Saturday, November 17, 2018
Many law schools actively recruit international students seeking a J.D. and some of those matriculants have helped to fill the seats left vacant by the great law school recession of 2011-2016. However, this report from NBC News finds that for the second year in a row, the number of foreign students enrolling at U.S. universities is down 6.6% compared to last year, and the 2016-17 academic year represented a 3.3% drop from the previous year as well. I bet you can guess why.
Here are more details courtesy of NBCnews.com:
New enrollments for the 2017-18 school year slumped 6.6 percent compared with the previous year.
WASHINGTON — The number of international students entering U.S. colleges and universities has fallen for the second year in a row, a nonprofit group said on Tuesday, amid efforts by the Trump administration to tighten restrictions on foreigners studying in the United States.
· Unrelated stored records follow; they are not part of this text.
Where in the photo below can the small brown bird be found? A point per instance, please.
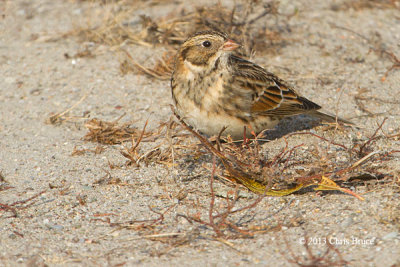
(212, 88)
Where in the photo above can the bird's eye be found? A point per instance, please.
(206, 43)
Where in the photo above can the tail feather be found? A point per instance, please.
(330, 118)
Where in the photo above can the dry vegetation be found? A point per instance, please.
(231, 162)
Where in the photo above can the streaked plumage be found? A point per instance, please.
(213, 88)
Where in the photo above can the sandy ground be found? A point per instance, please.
(60, 227)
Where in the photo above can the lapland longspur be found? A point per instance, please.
(212, 88)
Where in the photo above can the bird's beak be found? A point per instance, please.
(230, 45)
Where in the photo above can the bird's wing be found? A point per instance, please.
(271, 96)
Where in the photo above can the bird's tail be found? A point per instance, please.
(330, 118)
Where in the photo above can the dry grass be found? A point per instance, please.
(114, 25)
(366, 4)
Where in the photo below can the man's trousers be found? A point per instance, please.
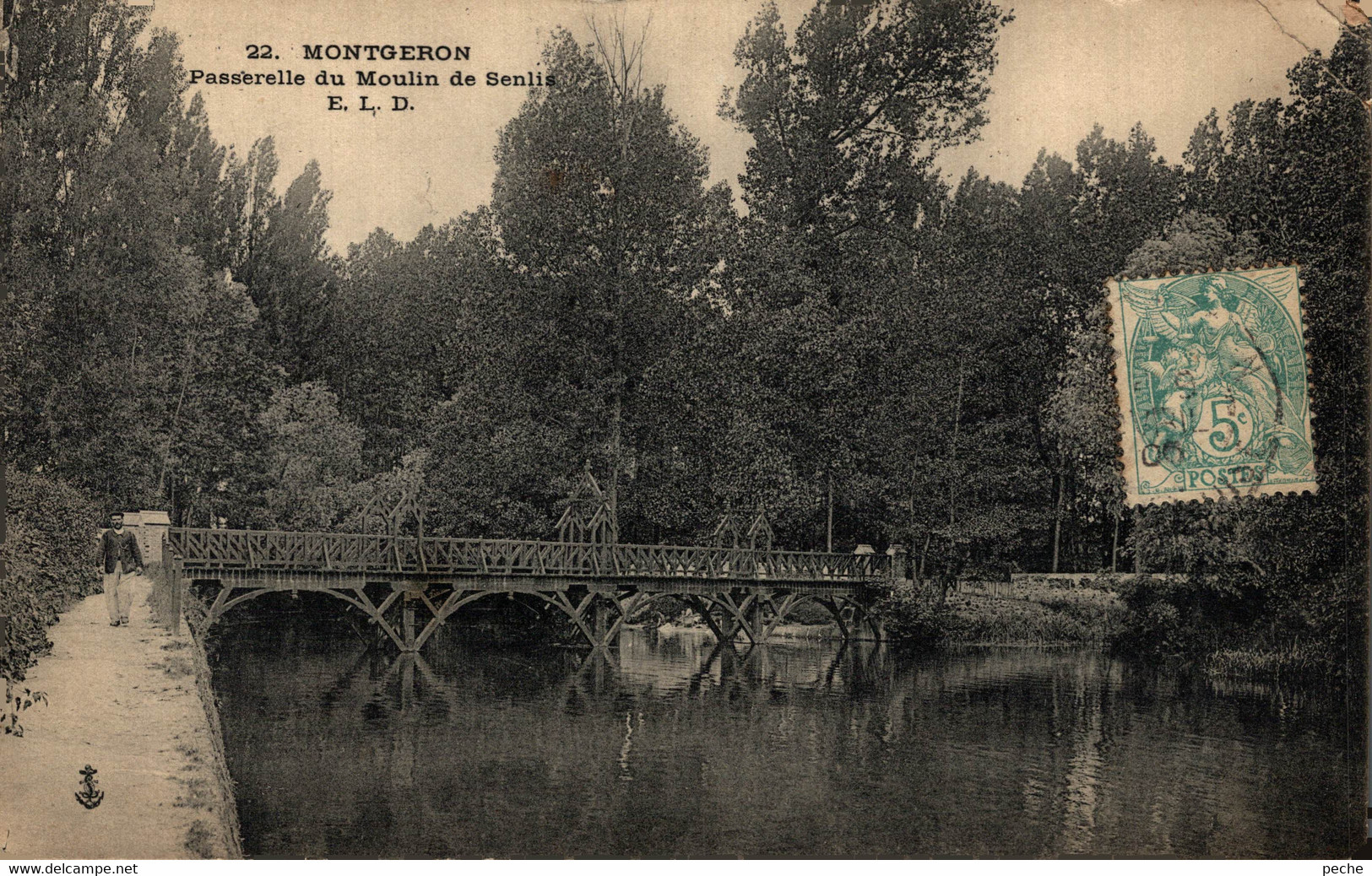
(117, 599)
New enrollments for the 2017-18 school year slumped 6.6 percent compared with the previous year, according to an annual survey released by the Institute of International Education. That follows a 3.3 percent decline in new international students tallied in the 2016-17 academic year.
A strong dollar has made U.S. college tuition relatively more expensive, Canadian and European universities are competing fiercely for the same students and headlines about mass shootings also may have deterred some students, said Allan Goodman, president of IIE.
"Everything matters from safety, to cost, to perhaps perceptions of visa policy," Goodman said. "We're not hearing that students feel they can't come here. We're hearing that they have choices. We're hearing that there's competition from other countries."